How to Version ML Datasets with DVC

Quick Setup and First Tracked Dataset

DVC (Data Version Control) works like Git for data. You keep your code in Git and your large files – datasets, models, artifacts – in a separate storage backend, with .dvc files acting as lightweight pointers that Git tracks. When you check out a commit, DVC knows exactly which version of your data belongs with that code.

Install DVC 3.x and initialize it in an existing Git repo:

 1
 2
 3
 4
 5
 6
 7
 8
 9
10
11
pip install dvc

# Optional: install backend-specific packages
pip install dvc-s3    # for AWS S3
pip install dvc-gs    # for Google Cloud Storage
pip install dvc-azure # for Azure Blob Storage

# Initialize DVC inside your git repo
cd your-ml-project
git init
dvc init

dvc init creates a .dvc/ directory with config files and a cache. Commit this right away:

1
2
git add .dvc .dvcignore
git commit -m "initialize dvc"

Now add a dataset. Suppose you have a data/ directory with training CSVs:

1
2
3
4
5
dvc add data/

# This creates data.dvc (the pointer file) and updates .gitignore
git add data.dvc data/.gitignore
git commit -m "add training data v1"

That’s it. Your data files live in the DVC cache, and Git only tracks the small .dvc file containing the MD5 hash of your data. The actual files stay out of Git history entirely.

Configuring Remote Storage

A DVC remote is where your data lives when it’s not on your local machine. Think of it like a Git remote, but for data. You need one if you want to share datasets across machines or with teammates.

S3

1
dvc remote add -d myremote s3://my-ml-bucket/datasets

DVC picks up AWS credentials from the standard chain: environment variables (AWS_ACCESS_KEY_ID, AWS_SECRET_ACCESS_KEY), ~/.aws/credentials, or an IAM role. No extra config needed if your AWS CLI already works.

Google Cloud Storage

1
dvc remote add -d myremote gs://my-ml-bucket/datasets

Authentication uses GOOGLE_APPLICATION_CREDENTIALS or whatever gcloud auth has configured.

Local / Network Storage

For quick setups or air-gapped environments, point to a local directory or NFS mount:

1
dvc remote add -d myremote /mnt/shared-storage/dvc-cache

The -d flag sets this as the default remote. Commit the config after adding it:

1
2
git add .dvc/config
git commit -m "configure dvc remote"

If you need to store credentials separately from the shared config, use --local:

1
2
dvc remote modify --local myremote access_key_id 'AKIAIOSFODNN7EXAMPLE'
dvc remote modify --local myremote secret_access_key 'wJalrXUtnFEMI/K7MDENG/bPxRfiCYEXAMPLEKEY'

This writes to .dvc/config.local, which is .gitignored by default. Never commit credentials into .dvc/config.

Pushing and Pulling Data

Once a remote is configured, push your cached data to it:

1
dvc push

On another machine (or after a fresh git clone), pull data back:

1
2
3
git clone https://github.com/you/your-ml-project.git
cd your-ml-project
dvc pull

dvc pull is equivalent to running dvc fetch (downloads to cache) followed by dvc checkout (links from cache to workspace). If you just want to pre-fetch data without placing it in the working directory, use dvc fetch on its own.

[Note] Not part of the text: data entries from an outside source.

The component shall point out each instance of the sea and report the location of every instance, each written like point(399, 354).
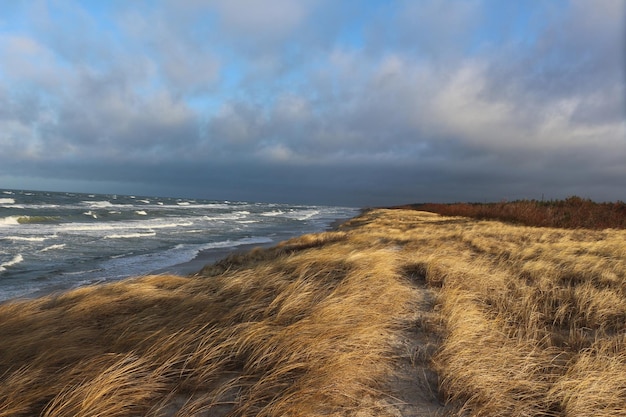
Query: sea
point(54, 241)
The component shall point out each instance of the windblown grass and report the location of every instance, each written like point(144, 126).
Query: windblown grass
point(281, 332)
point(573, 212)
point(534, 319)
point(527, 322)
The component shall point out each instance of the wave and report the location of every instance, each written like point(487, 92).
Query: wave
point(97, 204)
point(303, 214)
point(9, 221)
point(273, 213)
point(53, 247)
point(16, 260)
point(130, 235)
point(38, 219)
point(28, 238)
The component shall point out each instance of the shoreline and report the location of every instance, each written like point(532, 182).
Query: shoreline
point(213, 255)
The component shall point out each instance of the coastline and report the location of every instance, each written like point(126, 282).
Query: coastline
point(210, 256)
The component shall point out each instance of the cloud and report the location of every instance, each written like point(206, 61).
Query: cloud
point(389, 102)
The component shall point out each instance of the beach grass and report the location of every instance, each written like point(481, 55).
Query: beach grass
point(490, 318)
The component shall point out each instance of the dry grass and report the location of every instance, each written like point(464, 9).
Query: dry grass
point(534, 318)
point(303, 329)
point(524, 322)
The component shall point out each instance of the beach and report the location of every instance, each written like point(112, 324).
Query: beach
point(394, 313)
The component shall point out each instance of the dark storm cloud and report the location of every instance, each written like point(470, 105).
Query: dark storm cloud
point(313, 101)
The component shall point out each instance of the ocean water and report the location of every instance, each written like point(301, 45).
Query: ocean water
point(53, 241)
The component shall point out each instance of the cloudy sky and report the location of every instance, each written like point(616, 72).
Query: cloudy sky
point(349, 102)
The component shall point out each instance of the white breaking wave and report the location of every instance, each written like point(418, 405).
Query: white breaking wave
point(9, 221)
point(29, 238)
point(130, 235)
point(98, 204)
point(16, 260)
point(272, 213)
point(53, 247)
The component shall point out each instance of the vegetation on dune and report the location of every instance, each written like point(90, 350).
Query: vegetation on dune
point(571, 213)
point(278, 332)
point(526, 321)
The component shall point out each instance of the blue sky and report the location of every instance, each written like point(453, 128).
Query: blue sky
point(315, 101)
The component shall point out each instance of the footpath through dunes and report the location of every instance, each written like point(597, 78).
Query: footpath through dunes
point(393, 314)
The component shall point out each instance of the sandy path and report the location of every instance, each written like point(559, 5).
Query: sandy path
point(414, 386)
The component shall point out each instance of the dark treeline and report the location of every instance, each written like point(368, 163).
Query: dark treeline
point(572, 213)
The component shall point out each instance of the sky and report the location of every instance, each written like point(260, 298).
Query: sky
point(353, 102)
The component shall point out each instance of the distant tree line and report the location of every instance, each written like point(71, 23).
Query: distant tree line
point(572, 213)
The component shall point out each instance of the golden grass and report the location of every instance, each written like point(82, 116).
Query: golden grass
point(531, 322)
point(303, 332)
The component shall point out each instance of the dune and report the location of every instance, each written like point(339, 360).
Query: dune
point(394, 313)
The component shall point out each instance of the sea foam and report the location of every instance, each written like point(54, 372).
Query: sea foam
point(16, 260)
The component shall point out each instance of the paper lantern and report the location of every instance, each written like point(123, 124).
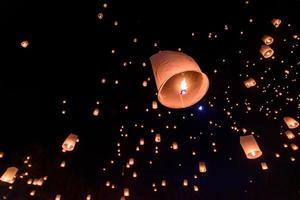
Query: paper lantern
point(9, 175)
point(250, 146)
point(249, 83)
point(290, 135)
point(276, 22)
point(179, 80)
point(291, 122)
point(266, 51)
point(70, 142)
point(267, 39)
point(264, 166)
point(202, 167)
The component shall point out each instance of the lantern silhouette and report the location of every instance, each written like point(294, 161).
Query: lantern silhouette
point(249, 83)
point(267, 39)
point(291, 122)
point(276, 22)
point(266, 51)
point(250, 147)
point(70, 142)
point(9, 175)
point(202, 167)
point(179, 80)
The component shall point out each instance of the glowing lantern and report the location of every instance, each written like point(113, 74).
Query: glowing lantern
point(264, 166)
point(291, 122)
point(126, 192)
point(249, 83)
point(276, 22)
point(154, 105)
point(290, 135)
point(70, 142)
point(179, 80)
point(266, 51)
point(9, 175)
point(250, 147)
point(267, 39)
point(202, 167)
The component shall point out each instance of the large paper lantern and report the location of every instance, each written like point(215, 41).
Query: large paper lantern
point(266, 51)
point(9, 175)
point(291, 122)
point(179, 80)
point(250, 146)
point(70, 142)
point(267, 39)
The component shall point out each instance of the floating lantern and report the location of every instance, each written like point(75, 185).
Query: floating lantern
point(267, 39)
point(250, 146)
point(9, 175)
point(249, 83)
point(202, 167)
point(70, 142)
point(179, 80)
point(276, 22)
point(266, 51)
point(291, 122)
point(290, 135)
point(264, 166)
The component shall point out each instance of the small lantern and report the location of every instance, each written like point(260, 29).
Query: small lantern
point(264, 165)
point(266, 51)
point(179, 80)
point(70, 142)
point(290, 135)
point(267, 39)
point(250, 146)
point(202, 167)
point(276, 22)
point(291, 122)
point(9, 175)
point(249, 83)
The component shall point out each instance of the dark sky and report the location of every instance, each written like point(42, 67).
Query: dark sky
point(69, 53)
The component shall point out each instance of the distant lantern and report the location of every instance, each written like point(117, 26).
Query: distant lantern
point(9, 175)
point(264, 166)
point(154, 105)
point(267, 39)
point(289, 134)
point(276, 22)
point(250, 146)
point(202, 167)
point(249, 83)
point(291, 122)
point(266, 51)
point(157, 138)
point(126, 192)
point(179, 80)
point(70, 142)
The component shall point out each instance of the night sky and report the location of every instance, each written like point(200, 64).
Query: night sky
point(86, 55)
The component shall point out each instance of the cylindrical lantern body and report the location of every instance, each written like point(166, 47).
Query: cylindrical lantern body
point(249, 83)
point(179, 80)
point(267, 39)
point(291, 122)
point(266, 51)
point(250, 146)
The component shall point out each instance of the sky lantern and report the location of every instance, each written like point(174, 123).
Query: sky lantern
point(266, 51)
point(250, 82)
point(291, 122)
point(9, 175)
point(267, 39)
point(179, 80)
point(250, 146)
point(70, 142)
point(202, 167)
point(276, 22)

Switching Between Dataset Versions

This is where DVC earns its keep. Say you’ve iterated on your dataset – cleaned duplicates, added new samples, fixed labels. Each version was committed to Git alongside its .dvc file:

 1
 2
 3
 4
 5
 6
 7
 8
 9
10
11
12
13
14
# You're on the latest version
ls data/
# train.csv  val.csv  test.csv  (v3, cleaned)

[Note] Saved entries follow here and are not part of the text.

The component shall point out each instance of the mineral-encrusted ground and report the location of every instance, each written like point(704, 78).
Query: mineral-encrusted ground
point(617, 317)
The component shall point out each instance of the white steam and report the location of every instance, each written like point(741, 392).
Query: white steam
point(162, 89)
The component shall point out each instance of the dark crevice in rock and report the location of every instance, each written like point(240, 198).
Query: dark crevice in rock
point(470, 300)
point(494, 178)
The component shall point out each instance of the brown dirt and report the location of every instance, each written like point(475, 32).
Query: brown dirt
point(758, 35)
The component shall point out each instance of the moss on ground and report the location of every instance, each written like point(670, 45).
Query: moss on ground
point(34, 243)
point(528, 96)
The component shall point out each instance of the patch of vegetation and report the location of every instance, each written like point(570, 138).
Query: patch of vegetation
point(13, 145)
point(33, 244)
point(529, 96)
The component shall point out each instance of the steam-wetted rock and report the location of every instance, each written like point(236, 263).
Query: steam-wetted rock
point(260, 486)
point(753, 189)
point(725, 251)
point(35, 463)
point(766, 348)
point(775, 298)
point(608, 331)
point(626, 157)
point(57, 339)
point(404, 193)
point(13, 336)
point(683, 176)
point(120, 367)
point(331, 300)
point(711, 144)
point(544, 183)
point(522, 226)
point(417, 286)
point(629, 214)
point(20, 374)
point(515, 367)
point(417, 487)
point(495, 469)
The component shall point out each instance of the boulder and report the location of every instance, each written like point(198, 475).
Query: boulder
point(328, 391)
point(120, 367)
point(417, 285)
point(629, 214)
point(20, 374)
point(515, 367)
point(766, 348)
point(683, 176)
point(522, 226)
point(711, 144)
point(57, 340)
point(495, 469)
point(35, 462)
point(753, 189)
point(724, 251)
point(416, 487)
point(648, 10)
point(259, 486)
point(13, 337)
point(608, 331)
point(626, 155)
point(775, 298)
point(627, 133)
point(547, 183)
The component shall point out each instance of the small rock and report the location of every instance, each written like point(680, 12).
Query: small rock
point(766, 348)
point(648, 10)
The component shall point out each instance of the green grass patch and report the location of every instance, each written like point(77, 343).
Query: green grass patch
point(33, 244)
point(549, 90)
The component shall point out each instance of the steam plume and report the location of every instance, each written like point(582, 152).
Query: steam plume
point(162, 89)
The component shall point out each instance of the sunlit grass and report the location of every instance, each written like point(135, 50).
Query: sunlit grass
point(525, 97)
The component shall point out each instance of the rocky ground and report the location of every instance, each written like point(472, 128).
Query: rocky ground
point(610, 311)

# Switch to the original raw dataset
git checkout v1-raw -- data.dvc
dvc checkout

ls data/
# train.csv  val.csv  test.csv  (v1, original)

# Go back to latest
git checkout main -- data.dvc
dvc checkout

The key insight: git checkout updates the .dvc pointer file, and dvc checkout updates the actual data to match that pointer. If the data version isn’t in your local cache, you’ll need dvc pull instead of dvc checkout.

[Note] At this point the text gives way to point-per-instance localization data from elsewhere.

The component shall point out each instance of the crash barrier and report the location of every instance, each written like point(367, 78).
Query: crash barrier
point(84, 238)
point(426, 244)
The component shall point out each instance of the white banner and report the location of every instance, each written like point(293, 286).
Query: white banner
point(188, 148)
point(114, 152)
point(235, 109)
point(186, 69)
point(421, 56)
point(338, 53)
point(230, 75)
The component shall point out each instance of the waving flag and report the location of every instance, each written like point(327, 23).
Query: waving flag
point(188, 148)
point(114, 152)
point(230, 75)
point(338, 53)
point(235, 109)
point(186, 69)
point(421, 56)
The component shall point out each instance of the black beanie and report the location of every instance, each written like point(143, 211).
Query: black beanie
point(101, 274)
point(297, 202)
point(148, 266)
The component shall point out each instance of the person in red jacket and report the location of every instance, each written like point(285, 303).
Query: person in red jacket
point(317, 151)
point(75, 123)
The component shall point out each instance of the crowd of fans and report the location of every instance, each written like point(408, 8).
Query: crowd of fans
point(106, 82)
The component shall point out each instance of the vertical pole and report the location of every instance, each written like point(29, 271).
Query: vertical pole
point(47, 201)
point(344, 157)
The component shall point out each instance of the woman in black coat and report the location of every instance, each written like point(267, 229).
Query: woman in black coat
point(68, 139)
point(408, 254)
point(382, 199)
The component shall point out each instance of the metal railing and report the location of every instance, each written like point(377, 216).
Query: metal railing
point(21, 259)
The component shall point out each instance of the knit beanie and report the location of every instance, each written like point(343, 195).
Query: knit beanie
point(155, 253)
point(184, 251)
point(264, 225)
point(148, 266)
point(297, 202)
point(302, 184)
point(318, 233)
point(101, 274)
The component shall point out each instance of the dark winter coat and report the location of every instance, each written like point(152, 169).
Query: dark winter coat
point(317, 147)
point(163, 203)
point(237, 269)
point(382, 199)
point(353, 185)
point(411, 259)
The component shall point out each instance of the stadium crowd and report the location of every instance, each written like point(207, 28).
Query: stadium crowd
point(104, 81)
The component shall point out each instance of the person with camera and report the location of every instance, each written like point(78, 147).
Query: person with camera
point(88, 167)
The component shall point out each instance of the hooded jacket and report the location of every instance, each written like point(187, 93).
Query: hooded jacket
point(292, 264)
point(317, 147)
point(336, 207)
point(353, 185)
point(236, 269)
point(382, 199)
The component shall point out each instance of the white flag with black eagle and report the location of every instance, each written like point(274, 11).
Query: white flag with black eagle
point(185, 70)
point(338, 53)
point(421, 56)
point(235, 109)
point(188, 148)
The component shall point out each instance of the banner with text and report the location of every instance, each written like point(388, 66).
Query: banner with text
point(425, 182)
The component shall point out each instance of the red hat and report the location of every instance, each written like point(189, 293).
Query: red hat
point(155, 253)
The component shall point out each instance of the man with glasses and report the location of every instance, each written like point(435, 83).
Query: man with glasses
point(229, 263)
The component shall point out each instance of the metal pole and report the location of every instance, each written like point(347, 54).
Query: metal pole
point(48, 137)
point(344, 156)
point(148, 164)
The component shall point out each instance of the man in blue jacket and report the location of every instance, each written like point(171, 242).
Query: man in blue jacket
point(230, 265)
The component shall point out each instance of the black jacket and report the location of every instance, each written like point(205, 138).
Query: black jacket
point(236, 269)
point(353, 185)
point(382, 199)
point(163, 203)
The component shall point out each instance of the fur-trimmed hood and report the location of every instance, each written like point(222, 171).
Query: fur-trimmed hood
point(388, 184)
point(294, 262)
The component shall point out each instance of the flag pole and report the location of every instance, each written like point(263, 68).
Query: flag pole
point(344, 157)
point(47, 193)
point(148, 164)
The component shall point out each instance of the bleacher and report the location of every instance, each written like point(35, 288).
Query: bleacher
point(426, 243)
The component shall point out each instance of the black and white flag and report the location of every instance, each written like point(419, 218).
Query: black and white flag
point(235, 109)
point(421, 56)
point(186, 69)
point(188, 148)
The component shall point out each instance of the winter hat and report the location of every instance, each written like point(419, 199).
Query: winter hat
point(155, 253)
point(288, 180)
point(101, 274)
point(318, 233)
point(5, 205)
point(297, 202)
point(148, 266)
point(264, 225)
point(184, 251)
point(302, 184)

Tag your data milestones so switching is easy:

1
2
3
4
5
git tag v1-raw
# ... make changes to data, dvc add, git commit ...
git tag v2-cleaned
# ... more changes ...
git tag v3-augmented

Building Reproducible Pipelines with dvc.yaml

Beyond simple data tracking, DVC can manage your entire ML pipeline. Define stages in a dvc.yaml file, and DVC handles dependency tracking and caching automatically.

 1
 2
 3
 4
 5
 6
 7
 8
 9
10
11
12
13
14
15
16
17
18
19
20
21
22
23
24
25
26
27
28
29
30
31
32
33
34
35
36
37
38
39
40
41
42
43
44
# dvc.yaml
stages:
  prepare:
    cmd: python src/prepare.py --input data/raw.csv --output data/prepared.csv
    deps:
      - src/prepare.py
      - data/raw.csv
    outs:
      - data/prepared.csv

  featurize:
    cmd: python src/featurize.py --input data/prepared.csv --output data/features.csv
    deps:
      - src/featurize.py
      - data/prepared.csv
    outs:
      - data/features.csv

  train:
    cmd: python src/train.py --features data/features.csv --model models/model.pkl
    deps:
      - src/train.py
      - data/features.csv
    params:
      - train.learning_rate
      - train.n_estimators
    outs:
      - models/model.pkl
    metrics:
      - metrics.json:
          cache: false

  evaluate:
    cmd: python src/evaluate.py --model models/model.pkl --test data/features.csv
    deps:
      - src/evaluate.py
      - models/model.pkl
      - data/features.csv
    metrics:
      - eval_metrics.json:
          cache: false
    plots:
      - plots/confusion_matrix.csv:
          cache: false

Parameters come from a params.yaml file:

1
2
3
4
# params.yaml
train:
  learning_rate: 0.01
  n_estimators: 200

Run the whole pipeline:

1
dvc repro

DVC builds a DAG from the stage dependencies and only re-runs stages whose inputs changed. If you edit src/train.py but data/raw.csv hasn’t changed, DVC skips prepare and featurize and jumps straight to train. This saves significant time on large datasets.

After running, DVC creates a dvc.lock file that records the exact hashes of every dependency and output. Commit both files:

1
2
git add dvc.yaml dvc.lock params.yaml metrics.json
git commit -m "add training pipeline"

Now anyone can clone the repo and run dvc repro to reproduce your exact results.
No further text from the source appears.